Battle Of The Sexes, the newest film from directorial duo Johnathan Dayton and Valerie Faris, isn't a surprising movie in certain key aspects. For instance, its camerawork isn't shoddy by any means, but it isn't distinctively imaginative or notable and the same can be said for its serviceable but not thoroughly unique approach to its various characters 1970's-era wardrobe in its costume design. However, there is a core facet of this film that totally took me by surprise and that lifts the whole production up; Battle Of The Sexes fully embraces Billie Jean King's sexuality. We've had a bunch of big American biopics over the years about real LGBTQA individuals that glossed over or minimized their sexuality and I expected the same thing to happen here. Instead, Billie Jean King's discovery of her Lesbian orientation is treated with surprising care and depth and as an opportunity to further show just how much societal restraints were stifling Billie Jean King as a person.
That plotline is handled with deft care in Simon Beaufoy's screenplay that is accompanied by a similarly thoughtfully crafted performance from Emma Stone. There's been a recurring wry wit in a number of Stone's past performances in the likes of Easy A, Aloha and The Croods, but she's shown to be plenty capable of eschewing that recurring trait when the role calls for it and she most certainly does that her with her performance of Billie Jean King. Stone portrays this real-life individual with a casual confidence in more public confrontations (such as her interactions with a sexist superior played by Bill Pullman) that she portrays with such a natural quality that it makes her depiction of King being vulnerable in certain private moments all the more impactful.
It's a great performance from Emma Stone that renders this depiction of Billie Jean King as a person and not as just a one-note celebrity impression. Steve Carell as Bobby Riggs is stuck with a more one-dimensionally drawn persona which feels like an intentional choice to serve up cosmic karma towards the way Riggs made himself a caricature thriving on sexism in the public eye, but one can't help but wish all the screentime devoted to him at least went somewhere more substantive, especially since his plotline kind of just sputters out. At least the always reliable Steve Carell fares well in this role as he portrays an egotistical huckster whose more of a sexist buffoon like Zapp Branigan than a charming trickster like Harold Hill.
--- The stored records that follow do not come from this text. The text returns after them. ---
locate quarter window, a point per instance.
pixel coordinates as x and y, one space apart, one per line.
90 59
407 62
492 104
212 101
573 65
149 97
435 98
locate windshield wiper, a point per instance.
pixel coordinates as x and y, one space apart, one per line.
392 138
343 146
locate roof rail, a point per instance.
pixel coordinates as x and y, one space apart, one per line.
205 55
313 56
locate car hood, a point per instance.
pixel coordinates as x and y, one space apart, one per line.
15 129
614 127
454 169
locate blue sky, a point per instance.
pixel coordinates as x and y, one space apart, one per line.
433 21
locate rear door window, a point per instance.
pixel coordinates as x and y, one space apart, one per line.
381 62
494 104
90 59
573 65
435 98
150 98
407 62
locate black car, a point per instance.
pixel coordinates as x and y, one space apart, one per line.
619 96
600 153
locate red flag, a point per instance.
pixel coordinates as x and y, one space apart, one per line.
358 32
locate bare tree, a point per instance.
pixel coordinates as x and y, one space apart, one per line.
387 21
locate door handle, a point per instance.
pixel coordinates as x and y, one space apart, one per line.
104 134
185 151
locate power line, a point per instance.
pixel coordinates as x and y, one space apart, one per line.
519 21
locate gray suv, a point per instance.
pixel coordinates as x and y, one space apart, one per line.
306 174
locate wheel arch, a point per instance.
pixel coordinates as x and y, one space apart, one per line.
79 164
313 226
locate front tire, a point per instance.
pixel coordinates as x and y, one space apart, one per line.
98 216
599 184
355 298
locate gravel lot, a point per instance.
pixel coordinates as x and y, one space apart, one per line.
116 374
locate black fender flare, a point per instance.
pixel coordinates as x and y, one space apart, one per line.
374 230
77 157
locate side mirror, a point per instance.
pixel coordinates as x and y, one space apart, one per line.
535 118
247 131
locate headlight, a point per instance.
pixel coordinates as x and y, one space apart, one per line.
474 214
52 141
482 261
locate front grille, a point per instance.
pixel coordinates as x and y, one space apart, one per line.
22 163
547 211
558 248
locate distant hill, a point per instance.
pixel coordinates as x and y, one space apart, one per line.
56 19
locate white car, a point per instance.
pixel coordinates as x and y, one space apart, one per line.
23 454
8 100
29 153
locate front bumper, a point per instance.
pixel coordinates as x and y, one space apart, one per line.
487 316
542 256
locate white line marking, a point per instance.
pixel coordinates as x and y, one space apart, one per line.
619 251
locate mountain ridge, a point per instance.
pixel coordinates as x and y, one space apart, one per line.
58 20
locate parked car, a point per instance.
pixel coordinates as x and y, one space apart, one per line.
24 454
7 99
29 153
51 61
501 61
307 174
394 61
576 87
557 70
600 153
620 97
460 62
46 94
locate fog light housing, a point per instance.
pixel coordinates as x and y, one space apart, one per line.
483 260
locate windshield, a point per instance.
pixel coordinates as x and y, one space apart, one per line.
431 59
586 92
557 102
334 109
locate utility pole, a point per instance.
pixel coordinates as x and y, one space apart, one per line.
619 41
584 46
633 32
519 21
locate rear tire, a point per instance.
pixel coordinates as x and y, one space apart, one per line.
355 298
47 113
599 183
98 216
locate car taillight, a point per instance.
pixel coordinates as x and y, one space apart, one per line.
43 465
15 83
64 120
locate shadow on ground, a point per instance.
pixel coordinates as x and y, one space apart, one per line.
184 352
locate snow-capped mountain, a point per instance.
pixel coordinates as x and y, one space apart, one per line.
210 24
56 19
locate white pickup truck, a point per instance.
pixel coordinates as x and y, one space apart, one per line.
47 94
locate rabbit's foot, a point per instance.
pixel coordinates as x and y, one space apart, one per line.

But even if Riggs and his storyline feel undercooked, at least Battle Of The Sexes has the decency to be more insightful with the rest of its plot as it delves into Billie Jean King's internal struggles regarding being herself, both as a woman and a lesbian, in a world where neither of those things are looked on fondly. Is the retelling of this tale boilerplate in execution in some key respects? Sure, yeah. But that doesn't mean it doesn't have its more bold traits and also isn't mostly enjoyable to watch, especially when that climactic tennis duel between Riggs and King goes down. A final moment shared between King and a character played by Alan Cumming is similarly more impactful than expected and helps end Battle Of The Sexes on an appropriately contemplative note.